Gabriel
Thanks for your feedback. Indeed, I was not particularly clear here. The
empty model is just a very special case in a more general setting. I'd
have to work around this deficiency in my code -- sure I can do that,
but I thought a generic solution should be possible. In particular, I'm
using predict.rpart(..., type = "prob") -- this just reflects the
observed relative frequencies.
Cheers
Kirill
On 08/15/2014 06:44 PM, Gabriel Becker wrote:
Kirill,
Perhaps I'm just being obtuse, but what are you proposing rpart do in
the case of an empty model? Return a "tree" that always guesses the
most common label, or doesn't guess at all (NA)? It doesn't seem like
you'd need rpart for either of those.
~G
On Wed, Aug 13, 2014 at 3:51 AM, Kirill Müller
<kirill.muel...@ivt.baug.ethz.ch
<mailto:kirill.muel...@ivt.baug.ethz.ch>> wrote:
Dear list
For my work, it would be helpful if rpart worked seamlessly with
an empty model:
library(rpart); rpart(formula=y~0, data=data.frame(y=factor(1:10)))

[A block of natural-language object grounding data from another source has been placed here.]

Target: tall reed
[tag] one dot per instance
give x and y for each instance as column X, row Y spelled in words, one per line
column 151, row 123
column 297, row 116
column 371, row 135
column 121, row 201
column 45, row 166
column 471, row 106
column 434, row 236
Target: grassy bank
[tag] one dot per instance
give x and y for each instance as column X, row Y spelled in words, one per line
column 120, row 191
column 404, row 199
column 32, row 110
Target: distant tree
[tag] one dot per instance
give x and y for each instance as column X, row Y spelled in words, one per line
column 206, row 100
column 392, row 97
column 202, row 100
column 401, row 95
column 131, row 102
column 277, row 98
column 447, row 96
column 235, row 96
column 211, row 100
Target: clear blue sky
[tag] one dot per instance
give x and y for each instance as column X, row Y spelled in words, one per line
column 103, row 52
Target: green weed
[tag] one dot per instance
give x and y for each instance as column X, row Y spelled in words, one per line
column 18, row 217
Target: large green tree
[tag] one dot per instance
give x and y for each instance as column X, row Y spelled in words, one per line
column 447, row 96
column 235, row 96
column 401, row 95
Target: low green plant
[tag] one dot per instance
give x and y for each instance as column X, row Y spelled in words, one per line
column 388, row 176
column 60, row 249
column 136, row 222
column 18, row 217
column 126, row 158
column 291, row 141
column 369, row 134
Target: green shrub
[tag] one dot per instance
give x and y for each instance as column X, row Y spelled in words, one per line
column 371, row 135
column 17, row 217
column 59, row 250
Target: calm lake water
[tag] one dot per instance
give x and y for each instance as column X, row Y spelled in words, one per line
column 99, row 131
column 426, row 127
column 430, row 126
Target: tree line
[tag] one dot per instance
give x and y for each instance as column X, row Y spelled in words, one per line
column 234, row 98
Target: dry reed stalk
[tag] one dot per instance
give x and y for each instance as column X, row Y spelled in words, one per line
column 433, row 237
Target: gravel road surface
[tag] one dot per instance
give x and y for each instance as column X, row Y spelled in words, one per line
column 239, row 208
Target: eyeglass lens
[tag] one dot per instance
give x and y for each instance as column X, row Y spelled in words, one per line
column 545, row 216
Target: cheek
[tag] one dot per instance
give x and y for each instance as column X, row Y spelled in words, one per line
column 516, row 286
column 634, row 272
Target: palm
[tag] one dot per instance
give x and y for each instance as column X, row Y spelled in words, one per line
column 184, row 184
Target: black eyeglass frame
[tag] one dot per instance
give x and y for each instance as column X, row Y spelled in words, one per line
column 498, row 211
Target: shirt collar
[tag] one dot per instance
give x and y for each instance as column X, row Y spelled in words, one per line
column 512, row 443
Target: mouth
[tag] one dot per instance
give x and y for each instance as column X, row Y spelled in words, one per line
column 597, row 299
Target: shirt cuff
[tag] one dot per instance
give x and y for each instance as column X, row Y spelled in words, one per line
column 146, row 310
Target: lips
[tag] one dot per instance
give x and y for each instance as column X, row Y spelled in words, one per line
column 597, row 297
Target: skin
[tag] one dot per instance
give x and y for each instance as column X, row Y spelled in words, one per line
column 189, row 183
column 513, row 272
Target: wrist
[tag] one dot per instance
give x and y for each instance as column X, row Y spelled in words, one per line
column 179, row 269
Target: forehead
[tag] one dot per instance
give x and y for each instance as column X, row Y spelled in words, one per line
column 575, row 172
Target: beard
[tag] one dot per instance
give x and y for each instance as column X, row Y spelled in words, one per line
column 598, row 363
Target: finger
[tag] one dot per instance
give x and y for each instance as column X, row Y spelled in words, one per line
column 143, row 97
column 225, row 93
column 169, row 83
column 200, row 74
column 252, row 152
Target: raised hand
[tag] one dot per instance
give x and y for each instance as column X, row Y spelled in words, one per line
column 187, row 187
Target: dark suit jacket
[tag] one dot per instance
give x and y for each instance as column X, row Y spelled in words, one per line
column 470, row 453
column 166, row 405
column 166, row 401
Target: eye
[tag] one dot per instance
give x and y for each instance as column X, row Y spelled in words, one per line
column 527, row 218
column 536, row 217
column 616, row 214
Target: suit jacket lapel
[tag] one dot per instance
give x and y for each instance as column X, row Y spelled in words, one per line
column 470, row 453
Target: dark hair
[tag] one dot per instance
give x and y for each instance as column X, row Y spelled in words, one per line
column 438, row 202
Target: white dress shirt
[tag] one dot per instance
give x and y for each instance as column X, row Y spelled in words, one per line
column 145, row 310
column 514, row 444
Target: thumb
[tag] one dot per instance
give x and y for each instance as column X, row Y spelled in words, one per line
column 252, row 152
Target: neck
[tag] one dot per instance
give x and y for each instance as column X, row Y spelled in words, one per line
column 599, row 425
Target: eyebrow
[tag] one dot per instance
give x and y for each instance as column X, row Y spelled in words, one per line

Currently, an unrelated error (originating from na.rpart) is thrown.
At some point in the near future, I'd like to release a package to
CRAN which uses rpart and relies on that functionality. I have
prepared a patch (minor modifications at three places, and a test)
which I'd like to propose for inclusion in the next CRAN release
of rpart. The patch can be reviewed at
https://github.com/krlmlr/rpart/tree/empty-model, the files (based
on the current CRAN release 4.1-8) can be downloaded from
https://github.com/krlmlr/rpart/archive/empty-model.zip.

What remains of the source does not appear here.